Questa è sicuramente la parte più scottante, quella che dispiega una logica perversa secondo la quale la possibilità di acquistare un biglietto è qualcosa da meritarsi pagando un obolo all’artista. Ma per ricevere un “boost” ci sono anche quelli che chiamerei «lavoretti senza budget», iniziative di engagement gratuite che probabilmente molti fan avrebbero compiuto a prescindere: postare ogni giorno su diverse piattaforme social una notizia con apposito hashtag, possibilmente con una foto del furgone sponsorizzato UPS (non è dato sapere come sarà fatto, ma il sito assicura che “quando lo vedremo passare lo riconosceremo”). Un’altra tecnica, che risale ai gloriosi tempi del marketing multi-level, o vendita piramidale, è quello di far iscrivere al portale Taylor Swift Tix amici e familiari: il codice si può condividere una volta al giorno, ma non si parla di limite di iscrizioni, quindi preparatevi a essere impezzati. Infine, ultima tecnica a sbafo, si può guardare fino a 5 volte al giorno il lyric video sul portale: ma attenzione, senza skippare, ché Taylor vi osserva (davvero, il sito dice che il videoclip va visto dall’inizio alla fine, mi chiedo se controllino anche il volume come alcuni pre-roll inquietanti).

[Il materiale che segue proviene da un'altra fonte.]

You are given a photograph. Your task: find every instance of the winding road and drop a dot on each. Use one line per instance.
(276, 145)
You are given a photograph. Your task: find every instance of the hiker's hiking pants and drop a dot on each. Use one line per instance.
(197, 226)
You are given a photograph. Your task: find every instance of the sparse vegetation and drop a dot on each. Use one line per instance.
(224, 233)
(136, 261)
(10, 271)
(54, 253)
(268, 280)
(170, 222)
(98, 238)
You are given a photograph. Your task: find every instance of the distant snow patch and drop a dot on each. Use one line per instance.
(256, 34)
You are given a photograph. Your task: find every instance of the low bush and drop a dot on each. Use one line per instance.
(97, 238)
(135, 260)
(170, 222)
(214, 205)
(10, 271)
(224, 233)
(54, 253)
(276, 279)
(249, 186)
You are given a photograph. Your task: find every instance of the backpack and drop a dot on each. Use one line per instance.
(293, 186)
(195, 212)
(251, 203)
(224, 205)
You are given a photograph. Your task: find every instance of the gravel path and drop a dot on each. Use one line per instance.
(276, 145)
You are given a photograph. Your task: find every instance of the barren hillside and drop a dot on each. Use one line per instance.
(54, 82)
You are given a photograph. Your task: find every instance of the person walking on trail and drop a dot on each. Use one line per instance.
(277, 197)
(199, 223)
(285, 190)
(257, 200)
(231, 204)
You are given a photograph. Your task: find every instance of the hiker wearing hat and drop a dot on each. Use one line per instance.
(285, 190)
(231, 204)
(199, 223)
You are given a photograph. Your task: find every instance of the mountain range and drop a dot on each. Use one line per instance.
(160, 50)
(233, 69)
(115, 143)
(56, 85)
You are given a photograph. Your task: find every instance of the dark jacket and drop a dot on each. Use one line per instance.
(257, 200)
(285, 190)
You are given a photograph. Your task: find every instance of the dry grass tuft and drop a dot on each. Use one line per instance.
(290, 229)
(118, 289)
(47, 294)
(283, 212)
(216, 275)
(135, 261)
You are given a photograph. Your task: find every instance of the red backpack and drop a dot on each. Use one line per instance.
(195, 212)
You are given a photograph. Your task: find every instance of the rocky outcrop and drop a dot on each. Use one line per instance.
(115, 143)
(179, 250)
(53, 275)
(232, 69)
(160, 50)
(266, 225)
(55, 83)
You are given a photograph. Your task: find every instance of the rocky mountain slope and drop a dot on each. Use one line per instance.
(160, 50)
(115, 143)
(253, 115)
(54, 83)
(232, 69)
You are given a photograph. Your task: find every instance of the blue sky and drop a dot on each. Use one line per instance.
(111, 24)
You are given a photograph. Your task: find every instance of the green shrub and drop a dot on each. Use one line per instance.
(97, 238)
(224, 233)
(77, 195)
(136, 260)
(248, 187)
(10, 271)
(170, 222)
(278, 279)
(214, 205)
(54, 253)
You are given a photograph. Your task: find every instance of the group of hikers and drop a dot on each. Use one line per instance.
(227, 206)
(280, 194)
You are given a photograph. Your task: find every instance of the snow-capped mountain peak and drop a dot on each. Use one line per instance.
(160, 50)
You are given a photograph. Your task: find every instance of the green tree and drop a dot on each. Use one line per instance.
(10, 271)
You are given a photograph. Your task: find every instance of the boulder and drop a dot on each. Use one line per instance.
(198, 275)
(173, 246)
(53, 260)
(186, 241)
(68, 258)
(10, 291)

«Allora vedi, ci sono tanti modi gratuiti per poter comprare i biglietti!». Certo, però il “greatest boost” resta comprare il disco, e così il numero 1 dell’album in tutte le classifiche è assicurato.
«Vabè, ma mica sarà obbligatorio?». No, ma è caldamente consigliato: come le microtransazioni di molti videogame, che non sono necessarie e rompono le palle a tutti, ma fanno comodo e così fatturano comunque centinaia di milioni di euro all’anno solo in Italia.
E tutto questo solo per poter comprare un biglietto, ripeto, non per meet&greet e altri servizi premium, che si pagheranno a parte. Ma che vuoi che sia? Non si scatenerà una corsa al biglietto per la popstar più popolare al mondo! Ah sì, perché la truffa di Taylor Swift Tix vale anche fuori dagli USA, ma non è ancora chiaro dove. Forse anche in Italia, dove il precedente The 1989 World Tour non è passato, e dove già da gennaio si attende il debutto di Ticketmaster Italia?
Tornando al principio del discorso, non avrei problemi a veder sobbollire nella loro idiozia i fan disposti a pagare centinaia di euro per poter avere l’umile privilegio di comprare un biglietto: che mi frega, in genere io a questo tipo di concerti vengo accreditato per lavoro. Quello che mi turba è la possibilità che il modello funzioni e si trasformi in un’arma pericolosissima per la diffusione della musica. In questo modo i bagarini sono combattuti con le loro stesse armi: esclusione e prezzi alti. Si gioca sull’idea che i veri fan siano disposti a tutto pur di vedere la loro icona, ed è vero, ed è — diciamo — bello, o affascinante, è ciò che rende la musica così vicina ai culti religiosi e così distante da tutte le altre forme d’arte. Eppure un limite deve esserci, e la truffa di Taylor mi lascia intravedere un mondo in cui la musica dal vivo è cosa per pochi, abbienti e fanatici, e sempre meno un’esperienza condivisa, la chiave di volta di un “poptimismo” che mi pare sempre meno dominante.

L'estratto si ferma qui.